Par acte d’huissier de justice du 22 juillet 2022, [A] [U] a fait assigner le Procureur de la République devant le tribunal judiciaire de Lyon aux fins, principalement, de contester le refus d’enregistrement.
Aux termes de ses conclusions notifiées par voie électronique le 5 juin 2023, [A] [U] demande au tribunal de :
— constater que le récépissé prévu à l’article 1043 du code de procédure civile a été délivré le recevoir dans sa demande et la dire bien fondée,
— dire qu’il était recevable et fondé à solliciter l’enregistrement de sa déclaration de nationalité française comme ayant été confiée à l’Aide Sociale à l’Enfance depuis au moins trois années, au titre de l’article 21-12 du code civil,
— annuler la décision de la Directrice de service de greffe judiciaires du Tribunal Judiciaire de Lyon en date du 25 octobre 2021,
— ordonner l’enregistrement de sa déclaration d’acquisition de nationalité souscrite le 5 novembre 2020,
— dire qu’il est de nationalité Française en application des dispositions de l’article 21-12 du code civil,
— ordonner la mention prévue par les dispositions de l’article 28 du code civil,
— condamner le Trésor Public à verser la somme de 1500, 00 euros sur le fondement de l’article 700 du code de procédure civile, distraits directement au profit de Maître Sandrine RODRIGUES, à charge pour le Conseil de renoncer au bénéfice de l’aide juridictionnelle en application de l’article 37 de la loi du 10 juillet 1991 relative à l’aide juridictionnelle,
— condamner le Trésor Public aux dépens.
Au soutien de ses prétentions, [A] [U] prétend justifier de sa prise en charge par les services de l’aide sociale à l’enfance conformément à l’alinéa 1° de l’article 21-12 du code civil.
En premier lieu, sur son état civil, il fait valoir que dans certains Etats les actes publics ou certains d’entre eux doivent d’abord être certifiés par une ou plusieurs autorités avant d’être apostillés par une autorité compétente.
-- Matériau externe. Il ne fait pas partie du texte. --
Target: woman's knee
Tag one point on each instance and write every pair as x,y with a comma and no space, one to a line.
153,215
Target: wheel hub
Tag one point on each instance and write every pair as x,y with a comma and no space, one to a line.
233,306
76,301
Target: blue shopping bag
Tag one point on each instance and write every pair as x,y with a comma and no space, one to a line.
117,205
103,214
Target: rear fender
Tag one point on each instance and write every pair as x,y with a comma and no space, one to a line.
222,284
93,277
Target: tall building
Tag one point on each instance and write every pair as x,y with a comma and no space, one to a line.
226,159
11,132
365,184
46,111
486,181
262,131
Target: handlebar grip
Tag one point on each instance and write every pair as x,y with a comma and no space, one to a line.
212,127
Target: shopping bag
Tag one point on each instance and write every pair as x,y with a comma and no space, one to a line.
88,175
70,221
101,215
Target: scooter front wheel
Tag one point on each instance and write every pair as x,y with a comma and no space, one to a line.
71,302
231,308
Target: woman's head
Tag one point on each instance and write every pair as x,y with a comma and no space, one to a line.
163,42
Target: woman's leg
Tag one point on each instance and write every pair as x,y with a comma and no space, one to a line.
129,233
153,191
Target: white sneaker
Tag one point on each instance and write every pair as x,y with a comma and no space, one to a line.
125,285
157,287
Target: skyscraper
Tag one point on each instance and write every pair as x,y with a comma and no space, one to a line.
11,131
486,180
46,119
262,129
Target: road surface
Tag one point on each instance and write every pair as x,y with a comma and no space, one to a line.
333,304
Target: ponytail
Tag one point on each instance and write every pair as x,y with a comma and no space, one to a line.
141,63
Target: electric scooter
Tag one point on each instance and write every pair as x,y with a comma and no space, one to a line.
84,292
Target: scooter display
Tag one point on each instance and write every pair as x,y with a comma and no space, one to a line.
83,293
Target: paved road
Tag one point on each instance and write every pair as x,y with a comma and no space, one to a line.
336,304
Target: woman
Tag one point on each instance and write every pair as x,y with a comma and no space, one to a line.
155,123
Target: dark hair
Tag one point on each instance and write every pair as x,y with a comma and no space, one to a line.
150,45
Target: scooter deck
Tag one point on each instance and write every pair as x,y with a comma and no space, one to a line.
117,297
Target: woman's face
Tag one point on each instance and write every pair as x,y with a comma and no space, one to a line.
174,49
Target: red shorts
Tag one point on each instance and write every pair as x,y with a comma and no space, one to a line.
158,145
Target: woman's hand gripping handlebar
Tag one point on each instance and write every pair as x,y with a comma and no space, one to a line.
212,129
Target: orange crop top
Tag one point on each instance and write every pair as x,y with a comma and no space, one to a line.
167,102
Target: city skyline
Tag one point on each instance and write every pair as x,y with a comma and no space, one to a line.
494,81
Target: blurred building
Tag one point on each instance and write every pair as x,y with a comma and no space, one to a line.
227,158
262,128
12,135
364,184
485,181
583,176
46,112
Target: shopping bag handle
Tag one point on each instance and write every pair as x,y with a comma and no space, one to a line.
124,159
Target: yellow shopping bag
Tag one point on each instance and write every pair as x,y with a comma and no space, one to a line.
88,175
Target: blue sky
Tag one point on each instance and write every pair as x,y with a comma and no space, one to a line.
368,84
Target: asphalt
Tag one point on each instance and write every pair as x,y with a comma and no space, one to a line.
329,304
Il explique que cette procédure en plusieurs étapes conduit à l’émission d’une apostille pour la certification finale et non pour l’acte public sous-jacent de sorte que l’acte public doit être produit avec la certification apostillée pour être utilisé à l’étranger. Il revendique également le fait que la procédure en plusieurs étapes n’est pas contraire à la Convention relative à l’Apostille, celle-ci laissant aux Etats le soin de déterminer les détails quant à la façon dont les apostilles sont émises et enregistrées.
Il prétend que la directrice des services de greffe judiciaire et le Procureur de la République ne tiennent pas compte de la procédure d’apostille en plusieurs étapes mise en place par les autorités albanaises.
Il fait valoir que le manuel sur le fonctionnement pratique de la Convention Apostille confirme la possibilité d’œuvrer en plusieurs étapes et que l’Ambassade de la République d’Albanie à [Localité 8] atteste des modalités selon laquelle les actes d’état civil sont apostillées.
Il se prévaut du fait que l’Albanie a clairement désigné son Ministère des affaires étrangères pour procéder à la délivrance de l’apostille et que c’est bien l’autorité compétente qui a délivré les apostilles apposées sur les actes produits. Il prétend également que l’Albanie a choisi comme autorité intermédiaire l’autorité préfectorale du comté qui atteste de la signature et de la qualité de l’auteur de l’acte de naissance en apposant des cachets sur les actes et qu’une apostille est ensuite apposée et atteste de la signature et de la qualité de l’agent préfectoral ayant procédé aux vérifications de l’acte édicté dans son comté.
Il ajoute que le Procureur de la République ne justifie pas en quoi l’Albanie devrait être un Etat Fédéral pour opter pour une procédure en plusieurs étapes.
Il estime que chaque Etat contractant à la Convention de La Haye du 5 octobre 1961 est obligé de donner effet aux apostilles émises par les autres Etats contractants, sauf si l’apostille présente de graves irrégularités, et que si la Convention ne précise aucun motif permettant à un Etat contractant de rejeter une apostille, le manuel d’apostille établi par le Conférence de La Haye de droit international privé précise les irrégularités pouvant permettre à un Etat contractant de ne pas donner effet à l’apostille d’un autre Etat contractant. Il fait remarquer qu’il n’est toujours pas démontré que l’apostille présente de graves irrégularités.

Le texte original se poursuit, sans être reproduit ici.